The global economy demands a long list of skills, and the IB program helps students become international citizens by emphasizing student engagement. The curriculum is focused on individual student research along with a strong emphasis on reading, writing and communication.

Students have the option of taking the entire IB diploma program their junior and senior years or taking individual IB courses.

This year, more than 540 students are taking at least one IB course, and about 90 are enrolled in the rigorous diploma program.

This year marks the 11th year we will be graduating IB diploma students.

In order to earn an IB diploma, students must complete courses within six groups -- English language, language acquisition, individuals and societies, experimental sciences, mathematics and the arts and electives.

Students also must complete a Theory of Knowledge (TOK) course, write an extended essay and participate in a Creativity, Activity and Service (CAS) project.

The TOK course allows students to analyze the different ways they can know things, such as through the senses, language, reason and emotion. Students will learn to think about the lens through which they view intellectual problems, encouraging a richer understanding of the unity and diversity of knowledge.

The CAS project encourages students to share their interests and special talents while developing awareness, concern and the ability to work cooperatively with others.

Students develop skills designed to help them create a better and more peaceful world. The extended essay encompasses independent, self-directed research culminating in a 4,000-word paper.

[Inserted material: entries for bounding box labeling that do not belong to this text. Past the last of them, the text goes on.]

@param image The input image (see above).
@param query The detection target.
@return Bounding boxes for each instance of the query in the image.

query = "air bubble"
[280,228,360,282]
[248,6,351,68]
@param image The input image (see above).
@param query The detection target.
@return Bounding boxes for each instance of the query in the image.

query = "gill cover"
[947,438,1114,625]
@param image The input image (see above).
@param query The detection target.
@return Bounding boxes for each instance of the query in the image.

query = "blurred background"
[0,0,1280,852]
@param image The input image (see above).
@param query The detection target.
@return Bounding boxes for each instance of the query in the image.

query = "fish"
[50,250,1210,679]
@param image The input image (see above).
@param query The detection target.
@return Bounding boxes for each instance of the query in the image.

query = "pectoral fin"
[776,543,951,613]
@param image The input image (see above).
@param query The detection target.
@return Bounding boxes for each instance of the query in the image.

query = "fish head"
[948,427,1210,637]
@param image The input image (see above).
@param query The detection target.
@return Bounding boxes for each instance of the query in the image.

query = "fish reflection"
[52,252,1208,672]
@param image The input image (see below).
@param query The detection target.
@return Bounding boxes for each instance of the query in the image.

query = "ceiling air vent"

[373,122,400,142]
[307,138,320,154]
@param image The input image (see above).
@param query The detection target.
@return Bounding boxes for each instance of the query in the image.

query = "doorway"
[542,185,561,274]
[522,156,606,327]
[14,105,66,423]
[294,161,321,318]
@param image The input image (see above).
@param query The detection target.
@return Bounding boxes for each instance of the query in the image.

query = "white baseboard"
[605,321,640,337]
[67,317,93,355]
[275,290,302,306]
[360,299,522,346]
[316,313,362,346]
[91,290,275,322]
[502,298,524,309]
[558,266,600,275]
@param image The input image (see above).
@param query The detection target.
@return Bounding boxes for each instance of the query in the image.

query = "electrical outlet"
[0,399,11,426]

Students have the opportunity to engage in an in-depth study of a topic of interest chosen from any of the IB subjects with the support, advice and guidance from an IB teacher supervisor.

The IB curriculum continues to evolve. IB sports exercise and fealth sciences and an IB design course that focuses on thinking and technology were added this year.

Previously, we had offered the IB program at all three high schools. The consolidation of the IB program at the Emerald Campus saves the district more than $200,000 per year and also has produced a tremendous social benefit.

Many students also have been excited about making new friends and reconnecting with old ones from other high schools.

As the IB program says on its website, "Only by developing and empowering our youth can we equip them to become the thinkers, creatives and engineers of tomorrow, ready to solve society's most pressing challenges and build a better, more sustainable world for all."

Dublin City School District Superintendent Todd Hoadley, Ph. D., submitted the From the Superintendent's Desk column.